Adenosine Stress Test Side Effects
An adenosine stress test is done after a drug called adenosine is administered in the arm by IV. When adenosine is given, the body reacts like it is exercising. Pictures are taken with a specialized camera which will view blood as it flows to the heart. This type of test is performed by a nuclear medicine technologist who specializes in this type of procedure. As far as preparation for this test, the patient is not to drink any caffeinated products within 24 hours of taking the test. Certain medications are restricted as well and would be advised by the health care professional before taking the test. Following all instructions will prevent any possible side effects. The adenosine stress test lasts for about five hours. Pictures are taken during the test after the IV is actively flowing. Then, there is a resting period of up to 3 hours. After that rest, more pictures are taken to compare to the earlier ones.
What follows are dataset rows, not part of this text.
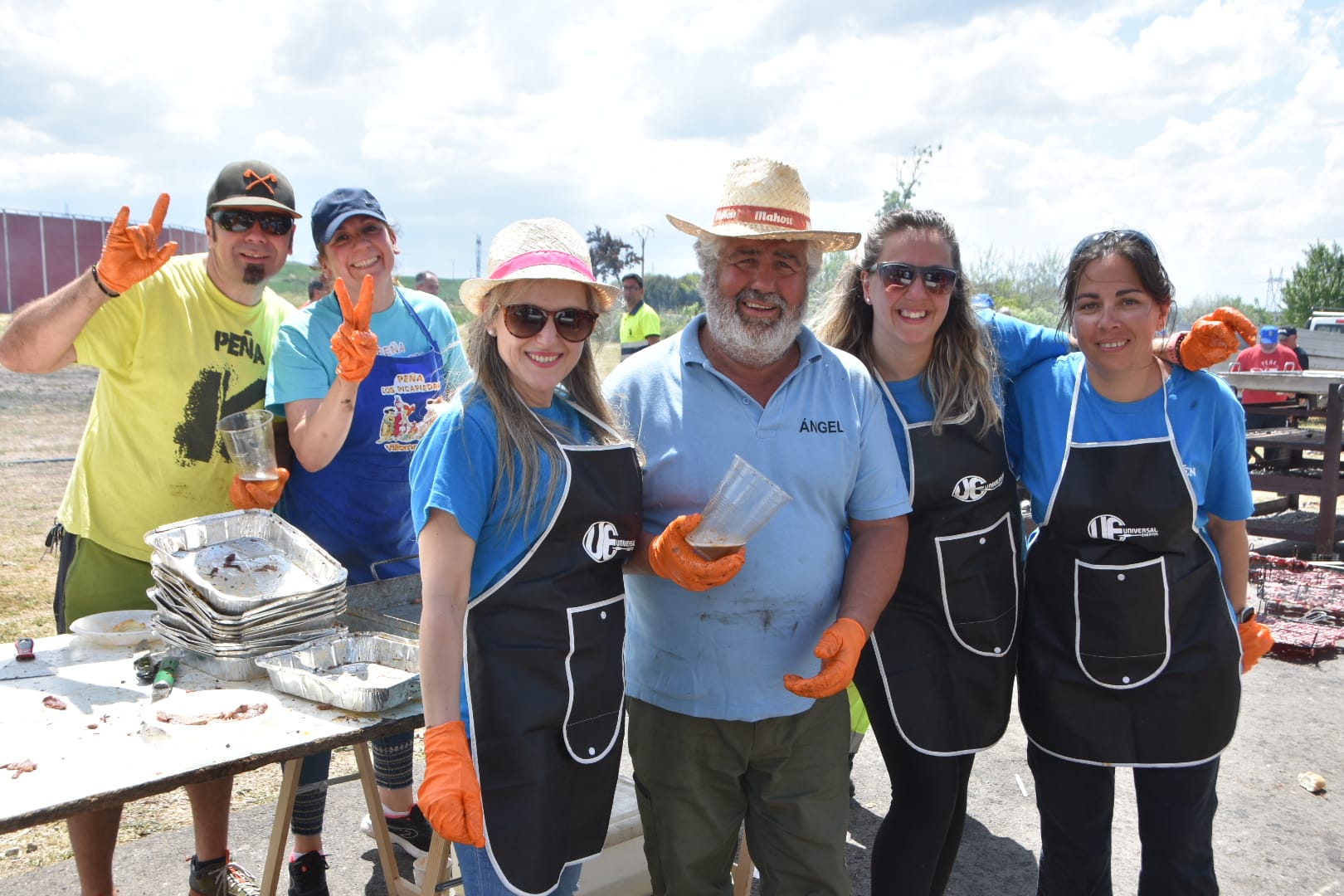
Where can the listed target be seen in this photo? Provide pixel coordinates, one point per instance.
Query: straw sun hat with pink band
(537, 249)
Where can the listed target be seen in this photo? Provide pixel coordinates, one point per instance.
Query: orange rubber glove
(672, 558)
(132, 254)
(450, 796)
(839, 653)
(353, 344)
(264, 494)
(1213, 338)
(1255, 642)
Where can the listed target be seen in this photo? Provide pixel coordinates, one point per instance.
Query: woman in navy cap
(353, 379)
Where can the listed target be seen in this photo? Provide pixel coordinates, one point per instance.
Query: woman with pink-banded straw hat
(527, 501)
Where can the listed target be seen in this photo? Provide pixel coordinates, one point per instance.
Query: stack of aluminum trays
(233, 586)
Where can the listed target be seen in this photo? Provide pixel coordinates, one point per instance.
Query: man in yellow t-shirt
(640, 325)
(179, 344)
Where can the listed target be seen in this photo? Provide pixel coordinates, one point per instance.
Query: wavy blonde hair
(960, 375)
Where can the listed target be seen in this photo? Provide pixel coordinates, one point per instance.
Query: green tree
(611, 254)
(1317, 284)
(908, 179)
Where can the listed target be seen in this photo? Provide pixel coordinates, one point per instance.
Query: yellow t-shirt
(175, 356)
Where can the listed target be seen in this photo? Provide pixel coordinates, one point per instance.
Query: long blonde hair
(962, 370)
(523, 437)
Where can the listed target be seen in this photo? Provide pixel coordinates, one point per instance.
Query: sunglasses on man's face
(526, 321)
(240, 222)
(936, 278)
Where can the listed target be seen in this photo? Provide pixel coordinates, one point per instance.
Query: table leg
(280, 829)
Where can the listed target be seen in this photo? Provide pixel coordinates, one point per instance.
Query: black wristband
(93, 269)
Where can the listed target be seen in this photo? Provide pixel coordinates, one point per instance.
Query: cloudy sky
(1215, 127)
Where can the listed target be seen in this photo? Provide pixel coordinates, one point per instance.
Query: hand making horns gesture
(353, 343)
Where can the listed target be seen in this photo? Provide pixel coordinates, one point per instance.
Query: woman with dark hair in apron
(353, 379)
(527, 504)
(1135, 627)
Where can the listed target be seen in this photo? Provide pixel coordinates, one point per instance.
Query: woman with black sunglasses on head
(937, 674)
(353, 381)
(527, 503)
(1136, 627)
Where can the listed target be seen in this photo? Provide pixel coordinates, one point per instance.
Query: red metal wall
(41, 253)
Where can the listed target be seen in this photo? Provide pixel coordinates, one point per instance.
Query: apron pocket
(596, 674)
(979, 577)
(1122, 635)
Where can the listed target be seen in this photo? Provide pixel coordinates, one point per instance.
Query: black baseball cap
(339, 204)
(251, 184)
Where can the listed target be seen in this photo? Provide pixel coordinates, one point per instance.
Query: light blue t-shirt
(455, 470)
(303, 364)
(821, 438)
(1207, 423)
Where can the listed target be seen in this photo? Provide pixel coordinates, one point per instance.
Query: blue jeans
(479, 878)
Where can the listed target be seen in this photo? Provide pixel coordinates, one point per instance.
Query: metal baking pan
(362, 672)
(242, 559)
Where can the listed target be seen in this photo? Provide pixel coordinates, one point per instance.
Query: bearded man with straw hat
(732, 716)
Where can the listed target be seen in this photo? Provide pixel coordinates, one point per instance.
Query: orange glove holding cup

The adenosine stress test is given when there is concern about the heart functioning properly. It will determine which part of the heart is not pumping the way it should be. When there are symptoms of congestive heart failure, often times a nuclear stress like this one will be given. Cholesterol readings in the higher level along with other symptoms of heart failure or other heart issues will warrant a stress test as well. An adenosine cardiolite stress test is usually given to those unable walk on a treadmill or exercise for a stress test. During an adenosine stress test, the technologist is searching for blockages, and for where removing plaque from arteries will benefit the future heart function of the patient.
Stress test with adenosine administered has few side effects if any. Whatever side effects are experienced are the effects from the adenosine drug itself. Although highly unlikely, a patient may feel the need to breathe heavier, chest pain, a flushed or nauseous feeling, or headache.